Abstract
Molecular clock methodology provides the best means of establishing evolutionary timescales, the accuracy and precision of which remain reliant on calibration, traditionally based on fossil constraints on clade (node) ages. Tip calibration has been developed to obviate undesirable aspects of node calibration, including the need for maximum age constraints that are invariably very difficult to justify. Instead, tip calibration incorporates fossil species as dated tips alongside living relatives, potentially improving the accuracy and precision of divergence time estimates. We demonstrate that tip calibration yields node calibrations that violate fossil evidence, contributing to unjustifiably young and ancient age estimates, less precise and (presumably) accurate than conventional node calibration. However, we go on to show that node and tip calibrations are complementary, producing meaningful age estimates, with node minima enforcing realistic ages and fossil tips interacting with node calibrations to objectively define maximum age constraints on clade ages.
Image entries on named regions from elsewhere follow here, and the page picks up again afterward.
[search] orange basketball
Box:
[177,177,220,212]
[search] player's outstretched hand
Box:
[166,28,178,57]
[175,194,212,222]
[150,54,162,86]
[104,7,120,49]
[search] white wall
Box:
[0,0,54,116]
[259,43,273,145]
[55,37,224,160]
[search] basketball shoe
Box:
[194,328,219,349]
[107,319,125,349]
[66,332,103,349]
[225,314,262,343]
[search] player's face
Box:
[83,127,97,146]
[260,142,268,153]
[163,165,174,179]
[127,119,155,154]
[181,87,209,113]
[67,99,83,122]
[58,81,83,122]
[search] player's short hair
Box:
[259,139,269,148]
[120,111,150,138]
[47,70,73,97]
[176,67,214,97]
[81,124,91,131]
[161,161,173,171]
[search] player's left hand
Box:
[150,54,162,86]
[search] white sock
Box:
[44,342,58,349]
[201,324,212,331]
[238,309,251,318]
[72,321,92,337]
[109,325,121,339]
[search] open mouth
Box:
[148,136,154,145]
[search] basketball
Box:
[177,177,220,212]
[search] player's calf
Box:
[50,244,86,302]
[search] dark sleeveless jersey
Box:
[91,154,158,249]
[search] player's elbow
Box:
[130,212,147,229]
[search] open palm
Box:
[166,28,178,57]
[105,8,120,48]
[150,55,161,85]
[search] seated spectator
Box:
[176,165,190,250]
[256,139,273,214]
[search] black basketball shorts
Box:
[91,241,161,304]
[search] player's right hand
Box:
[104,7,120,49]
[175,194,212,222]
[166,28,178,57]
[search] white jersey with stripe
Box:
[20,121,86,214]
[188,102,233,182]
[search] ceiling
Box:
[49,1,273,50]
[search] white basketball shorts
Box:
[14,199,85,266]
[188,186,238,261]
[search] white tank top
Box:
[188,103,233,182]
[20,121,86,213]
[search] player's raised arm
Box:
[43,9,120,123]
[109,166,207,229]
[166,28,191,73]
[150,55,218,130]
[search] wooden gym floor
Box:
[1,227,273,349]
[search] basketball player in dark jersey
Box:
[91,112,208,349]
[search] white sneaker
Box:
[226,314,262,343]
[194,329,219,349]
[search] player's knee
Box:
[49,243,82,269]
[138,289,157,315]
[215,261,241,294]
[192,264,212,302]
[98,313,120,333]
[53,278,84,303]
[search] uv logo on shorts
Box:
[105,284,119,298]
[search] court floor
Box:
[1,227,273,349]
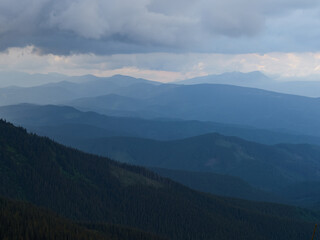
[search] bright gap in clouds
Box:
[0,46,320,82]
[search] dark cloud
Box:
[0,0,318,54]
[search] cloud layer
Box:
[0,0,320,55]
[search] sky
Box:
[0,0,320,82]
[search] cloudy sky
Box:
[0,0,320,81]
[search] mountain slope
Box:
[150,168,280,202]
[68,134,320,190]
[0,198,164,240]
[0,121,320,239]
[0,104,320,146]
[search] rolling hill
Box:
[65,134,320,191]
[0,104,320,145]
[0,121,320,239]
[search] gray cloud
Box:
[0,0,320,54]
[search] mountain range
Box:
[0,121,320,239]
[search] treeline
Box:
[0,121,320,240]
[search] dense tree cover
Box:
[150,168,287,203]
[0,121,320,240]
[70,133,320,191]
[0,198,163,240]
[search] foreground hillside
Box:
[65,134,320,190]
[0,198,162,240]
[0,121,320,239]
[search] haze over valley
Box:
[0,0,320,240]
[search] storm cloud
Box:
[0,0,320,55]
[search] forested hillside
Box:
[0,121,320,240]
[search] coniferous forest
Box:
[0,121,320,239]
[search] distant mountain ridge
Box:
[175,71,320,97]
[67,134,320,191]
[0,104,320,145]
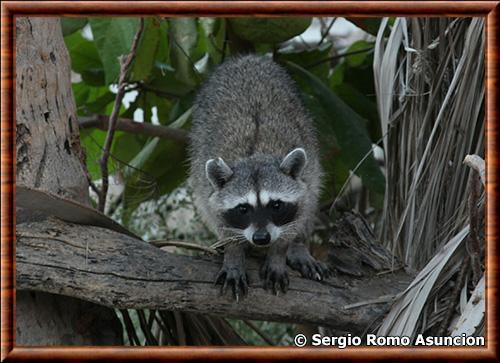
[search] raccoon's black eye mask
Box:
[222,200,298,229]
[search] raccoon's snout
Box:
[252,230,271,246]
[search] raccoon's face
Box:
[206,148,307,247]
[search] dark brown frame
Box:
[1,1,500,361]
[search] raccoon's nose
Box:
[252,230,271,246]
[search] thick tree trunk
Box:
[16,198,410,334]
[16,17,122,345]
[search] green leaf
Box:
[122,138,188,224]
[64,32,104,86]
[130,18,167,81]
[278,43,332,79]
[80,129,106,180]
[287,62,385,194]
[89,17,139,84]
[199,18,226,66]
[61,17,88,36]
[169,18,198,86]
[229,17,312,44]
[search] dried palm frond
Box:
[374,18,485,270]
[374,18,485,337]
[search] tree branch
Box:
[16,218,409,333]
[98,18,144,212]
[79,115,188,143]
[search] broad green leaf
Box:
[130,18,167,81]
[278,43,332,79]
[89,17,139,84]
[64,32,104,85]
[169,18,198,86]
[199,18,226,66]
[61,17,88,36]
[229,17,312,44]
[287,62,385,194]
[122,138,188,224]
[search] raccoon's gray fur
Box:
[190,55,328,298]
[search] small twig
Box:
[467,170,481,286]
[464,155,486,186]
[149,240,219,255]
[316,18,337,47]
[243,320,276,345]
[343,295,398,310]
[120,309,141,345]
[78,115,188,143]
[305,47,374,69]
[136,310,158,345]
[98,18,144,212]
[436,254,470,337]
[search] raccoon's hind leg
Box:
[214,243,248,301]
[286,240,330,281]
[260,241,290,295]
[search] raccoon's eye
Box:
[270,200,283,210]
[236,204,250,214]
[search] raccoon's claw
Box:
[214,267,248,302]
[260,263,290,296]
[287,246,331,281]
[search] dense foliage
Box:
[62,17,384,222]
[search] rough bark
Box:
[17,218,409,334]
[16,18,88,204]
[16,17,122,345]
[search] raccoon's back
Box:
[190,55,317,166]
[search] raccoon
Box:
[189,55,329,300]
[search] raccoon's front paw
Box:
[286,243,330,281]
[214,266,248,302]
[260,259,290,295]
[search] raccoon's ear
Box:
[280,147,307,178]
[205,158,233,189]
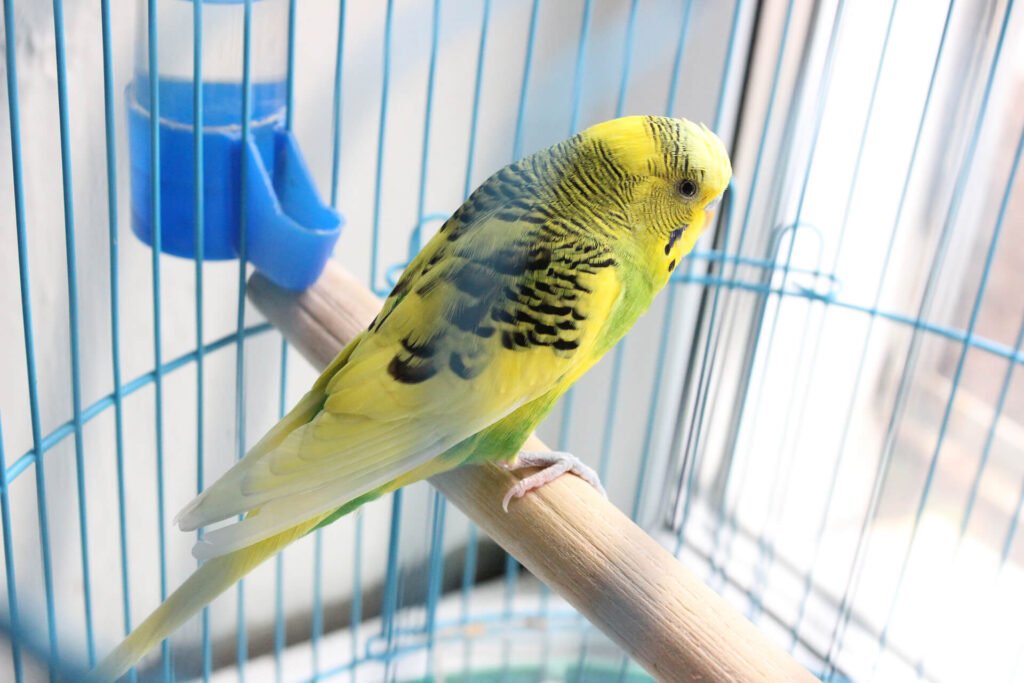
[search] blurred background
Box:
[0,0,1024,682]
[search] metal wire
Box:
[0,0,1024,681]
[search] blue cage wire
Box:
[0,0,1024,681]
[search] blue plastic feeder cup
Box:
[125,74,343,290]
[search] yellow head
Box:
[580,116,732,270]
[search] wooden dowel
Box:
[249,261,816,683]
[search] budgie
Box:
[92,116,732,681]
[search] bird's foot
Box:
[502,451,608,512]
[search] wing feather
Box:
[180,172,621,558]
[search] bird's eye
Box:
[679,180,697,200]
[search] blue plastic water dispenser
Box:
[126,0,343,290]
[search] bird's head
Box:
[581,116,732,271]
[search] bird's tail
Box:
[89,515,327,683]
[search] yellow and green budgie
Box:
[92,116,732,681]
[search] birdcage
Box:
[0,0,1024,682]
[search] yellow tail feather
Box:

Together, tip and node calibrations may yield evolutionary timescales that are better justified, more precise and accurate than either calibration strategy can achieve alone.
Keywords: molecular clock, calibration, tip, node, Hymenoptera
1. Introduction
The molecular clock has displaced the fossil record as the primary means of establishing an evolutionary timescale; however, the accuracy and precision of divergence time estimates and their fossil calibrations remain inextricably linked [1]. Traditionally, divergence time estimation has achieved calibration based on geological (usually palaeontological) constraints on clade (node) ages. This approach has been developed to the extent that further improvements in accuracy and precision are limited by the inherent uncertainty in fossil evidence. Indeed, it is this uncertainty that has called into question the approach of node calibration, particularly what some see as the over-interpretation of palaeontological data to establish maximum constraints on clade ages, and the difficulty in objectively representing prior evidence of node age as a probability distribution [2]. Furthermore, node age constraints invariably differ from those specified as a consequence of their integration into the joint time prior on node ages [3]. These concerns have led to the replacement of node calibrations with tip calibrations in which fossil species of a known age are integrated directly into divergence time analyses, supplementing sequence data from living species with morphological data from living and fossil species [2,4]. However, there has been little effort to demonstrate the effect of different approaches to calibration and, indeed, to determine whether the effective prior on node ages resulting from tip calibration is compatible with the fossil evidence usually employed in node calibration. This is of particular interest given growing concern that tip calibration consistently yields unrealistically ancient divergence time estimates [5].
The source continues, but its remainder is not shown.